Es uno de los centros carcelarios más grandes del país. Su capacidad normal es para 2 500 internos, pero puede albergar hasta 4 mil. Desconozco cuánto personal ocupa, pero es probable que cuando el centro funcione a toda su capacidad, sean unos dos o tres mil empleados. Con facilidad pueden concentrarse allí más de cinco mil personas, es decir, más grande que muchos municipios y pueblos de Sonora. No me extrañaría que en torno al lugar comiencen a proliferar negocios y estanquillos que presten servicios a quienes vengan a visitar a los internos.

Ahora, cada vez que tomo la carretera que va hacia la Costa de Hermosillo me topo invariablemente con convoyes de soldados y automóviles blindados que transportan presos. Supongo que todavía no está lleno, pero por el ritmo de los traslados de presos, seguramente se va a llenar pronto. Según me informan, ahí se concentran presos traídos de diferentes partes del país, principalmente de Tamaulipas y todo el norte de México. También, que sus medidas de seguridad son rigurosas y que ahí no pueden darse ni fugas ni motines, ni existen los privilegios que se acostumbran en otras prisiones mexicanas.

Pero de lo que tomo nota es que se trata de una nueva actividad económica de la ciudad de Hermosillo y que significa también una nueva fuente de empleo. Esta actividad se llevó a cabo con discreción, de modo que no fuera a provocar el rechazo de la población local. De hecho, la mayoría de los hermosillenses no se ha percatado de este nuevo giro de actividad en la ciudad.

 

Hermosillo concentra las cárceles de Sonora

De acuerdo con la nota aparecida el lunes pasado, están ingresando más reos a las cárceles de Sonora (El Imparcial, 2 marzo). Los penales del estado tienen una capacidad para 8 500 reos, pero albergan a 12 248 internos, es decir, tienen una sobrepoblación de 50 por ciento. Pero, no se aclara que en esta población no se incluye a la del nuevo CEFERESO número 11. La población penitenciaria total del estado, sumando la del CEFERESO, es superior a esa cifra.

Algo que refleja nuestra mentalidad centralista es que la mayoría de nuestros CERESOS, y sobre todo los más grandes, se concentran en la capital del estado. De los doce centros penitenciarios que tiene el estado de Sonora, Hermosillo concentra a los tres más grandes. El Cereso I que está junto a la presa, el II que está un poco más allá del aeropuerto y ahora el CEFERESO 11, ubicado a 40 kilómetros. O sea que de los 12 mil presos en cárceles estatales, 5 mil se ubican en Hermosillo. Más los que está agregando ahora el CEFERESO 11.
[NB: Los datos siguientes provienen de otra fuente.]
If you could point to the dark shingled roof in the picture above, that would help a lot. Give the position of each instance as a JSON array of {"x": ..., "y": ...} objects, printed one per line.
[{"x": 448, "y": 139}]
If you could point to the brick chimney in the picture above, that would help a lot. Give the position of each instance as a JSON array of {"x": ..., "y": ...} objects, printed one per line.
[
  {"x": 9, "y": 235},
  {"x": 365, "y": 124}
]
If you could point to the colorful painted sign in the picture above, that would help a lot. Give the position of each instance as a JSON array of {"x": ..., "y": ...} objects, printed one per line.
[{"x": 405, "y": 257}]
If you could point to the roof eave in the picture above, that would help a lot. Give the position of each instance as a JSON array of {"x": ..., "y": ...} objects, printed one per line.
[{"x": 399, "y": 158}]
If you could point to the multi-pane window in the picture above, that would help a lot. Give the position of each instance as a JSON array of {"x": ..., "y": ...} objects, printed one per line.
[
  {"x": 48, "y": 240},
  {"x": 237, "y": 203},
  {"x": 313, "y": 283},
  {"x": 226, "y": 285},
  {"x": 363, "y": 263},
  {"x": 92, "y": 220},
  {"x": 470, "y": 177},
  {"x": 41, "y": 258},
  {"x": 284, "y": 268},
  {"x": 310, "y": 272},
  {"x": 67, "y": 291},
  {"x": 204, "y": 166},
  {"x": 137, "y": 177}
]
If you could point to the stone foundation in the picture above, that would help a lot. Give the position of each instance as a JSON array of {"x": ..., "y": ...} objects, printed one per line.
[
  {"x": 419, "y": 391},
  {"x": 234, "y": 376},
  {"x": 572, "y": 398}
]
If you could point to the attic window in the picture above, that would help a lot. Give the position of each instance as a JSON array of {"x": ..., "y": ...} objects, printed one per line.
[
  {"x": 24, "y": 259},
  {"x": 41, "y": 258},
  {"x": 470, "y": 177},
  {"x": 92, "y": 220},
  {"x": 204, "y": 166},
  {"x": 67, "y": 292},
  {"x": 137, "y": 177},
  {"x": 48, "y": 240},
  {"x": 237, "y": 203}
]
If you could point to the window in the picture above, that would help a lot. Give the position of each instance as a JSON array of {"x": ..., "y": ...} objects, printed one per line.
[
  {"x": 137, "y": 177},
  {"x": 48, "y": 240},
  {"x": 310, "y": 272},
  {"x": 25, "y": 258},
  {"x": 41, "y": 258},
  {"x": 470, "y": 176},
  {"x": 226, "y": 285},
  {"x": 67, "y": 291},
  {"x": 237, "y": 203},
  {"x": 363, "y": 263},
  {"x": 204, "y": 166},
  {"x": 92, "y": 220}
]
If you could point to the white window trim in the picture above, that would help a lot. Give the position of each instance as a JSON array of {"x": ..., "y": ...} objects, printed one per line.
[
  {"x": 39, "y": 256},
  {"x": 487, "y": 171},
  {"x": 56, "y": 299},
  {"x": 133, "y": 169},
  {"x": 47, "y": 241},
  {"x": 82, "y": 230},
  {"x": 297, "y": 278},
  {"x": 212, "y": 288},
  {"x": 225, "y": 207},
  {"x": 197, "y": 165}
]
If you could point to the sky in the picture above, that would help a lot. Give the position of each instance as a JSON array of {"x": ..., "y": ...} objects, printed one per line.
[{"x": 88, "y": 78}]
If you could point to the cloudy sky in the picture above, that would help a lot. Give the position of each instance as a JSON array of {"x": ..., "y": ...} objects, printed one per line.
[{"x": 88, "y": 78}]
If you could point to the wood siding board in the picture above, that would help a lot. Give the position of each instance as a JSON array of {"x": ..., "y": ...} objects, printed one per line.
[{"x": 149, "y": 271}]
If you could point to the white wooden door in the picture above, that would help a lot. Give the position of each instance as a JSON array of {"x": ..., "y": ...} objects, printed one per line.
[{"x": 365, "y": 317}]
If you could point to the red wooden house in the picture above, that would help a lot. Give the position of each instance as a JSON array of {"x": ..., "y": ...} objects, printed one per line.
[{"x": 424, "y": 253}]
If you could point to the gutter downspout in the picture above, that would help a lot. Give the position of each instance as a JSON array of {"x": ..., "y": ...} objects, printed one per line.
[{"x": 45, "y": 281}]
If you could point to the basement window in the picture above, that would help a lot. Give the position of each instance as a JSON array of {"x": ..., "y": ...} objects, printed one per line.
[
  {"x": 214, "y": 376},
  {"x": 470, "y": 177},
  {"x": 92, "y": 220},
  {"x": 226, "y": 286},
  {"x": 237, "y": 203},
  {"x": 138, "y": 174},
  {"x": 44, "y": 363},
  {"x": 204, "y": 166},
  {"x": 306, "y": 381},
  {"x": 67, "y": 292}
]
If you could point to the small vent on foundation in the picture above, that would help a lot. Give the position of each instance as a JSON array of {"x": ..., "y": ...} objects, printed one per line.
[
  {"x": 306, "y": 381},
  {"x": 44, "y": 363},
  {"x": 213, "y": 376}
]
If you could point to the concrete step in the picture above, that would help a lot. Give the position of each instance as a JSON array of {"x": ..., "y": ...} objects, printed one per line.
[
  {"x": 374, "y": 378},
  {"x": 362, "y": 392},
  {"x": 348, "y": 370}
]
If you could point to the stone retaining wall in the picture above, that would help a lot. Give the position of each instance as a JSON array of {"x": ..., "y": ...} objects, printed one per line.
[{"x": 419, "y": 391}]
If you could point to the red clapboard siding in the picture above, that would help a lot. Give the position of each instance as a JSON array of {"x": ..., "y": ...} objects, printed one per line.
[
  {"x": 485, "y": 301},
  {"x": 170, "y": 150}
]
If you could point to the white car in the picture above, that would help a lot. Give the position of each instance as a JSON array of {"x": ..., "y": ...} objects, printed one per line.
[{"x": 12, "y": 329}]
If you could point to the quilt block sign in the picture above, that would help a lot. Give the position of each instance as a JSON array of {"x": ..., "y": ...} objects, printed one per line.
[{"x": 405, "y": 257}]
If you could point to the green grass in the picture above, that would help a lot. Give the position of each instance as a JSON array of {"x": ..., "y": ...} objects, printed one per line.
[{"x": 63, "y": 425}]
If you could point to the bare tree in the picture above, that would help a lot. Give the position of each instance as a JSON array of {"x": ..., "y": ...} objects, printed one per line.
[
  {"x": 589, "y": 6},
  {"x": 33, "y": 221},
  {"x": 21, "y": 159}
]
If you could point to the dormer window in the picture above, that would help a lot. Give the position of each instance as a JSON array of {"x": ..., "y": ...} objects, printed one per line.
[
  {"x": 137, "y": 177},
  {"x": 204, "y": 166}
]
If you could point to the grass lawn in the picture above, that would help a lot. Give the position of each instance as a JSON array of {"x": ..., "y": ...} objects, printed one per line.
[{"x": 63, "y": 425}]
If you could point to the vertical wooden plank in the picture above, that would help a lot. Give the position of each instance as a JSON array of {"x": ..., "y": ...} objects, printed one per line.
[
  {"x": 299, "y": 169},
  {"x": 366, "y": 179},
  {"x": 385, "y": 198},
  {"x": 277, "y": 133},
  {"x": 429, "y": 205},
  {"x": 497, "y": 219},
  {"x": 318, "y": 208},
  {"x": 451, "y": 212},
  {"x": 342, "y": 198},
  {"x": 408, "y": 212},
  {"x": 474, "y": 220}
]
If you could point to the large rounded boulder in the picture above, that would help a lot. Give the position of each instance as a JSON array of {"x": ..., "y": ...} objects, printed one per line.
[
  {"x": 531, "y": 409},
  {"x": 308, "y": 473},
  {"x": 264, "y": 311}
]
En el estado de Texas, que es el estado con más presos en los Estados Unidos, me llamaba la atención que las cárceles se ubicaban en regiones despobladas, muy lejos de las grandes ciudades. Sin embargo, aquí en México parece que las cárceles se tienen que concentrar en las ciudades capitales y cerca de las oficinas de gobierno. Dicen que tienen que estar cerca de los juzgados, pero me parece que esa no es razón suficiente.

Si las cárceles se ubicaran en poblaciones con poca actividad económica, como por ejemplo San Miguel de Horcasitas, Etchojoa, Álamos u otras localidades, servirían para crear empleos y reactivar la economía local. Pero no, la mentalidad centralista marca que deben de estar cerca de los centros de gobierno. Es así como Hermosillo, sin darnos mucha cuenta, se hace de un nuevo giro de actividad económica y es ahora también una ciudad carcelaria.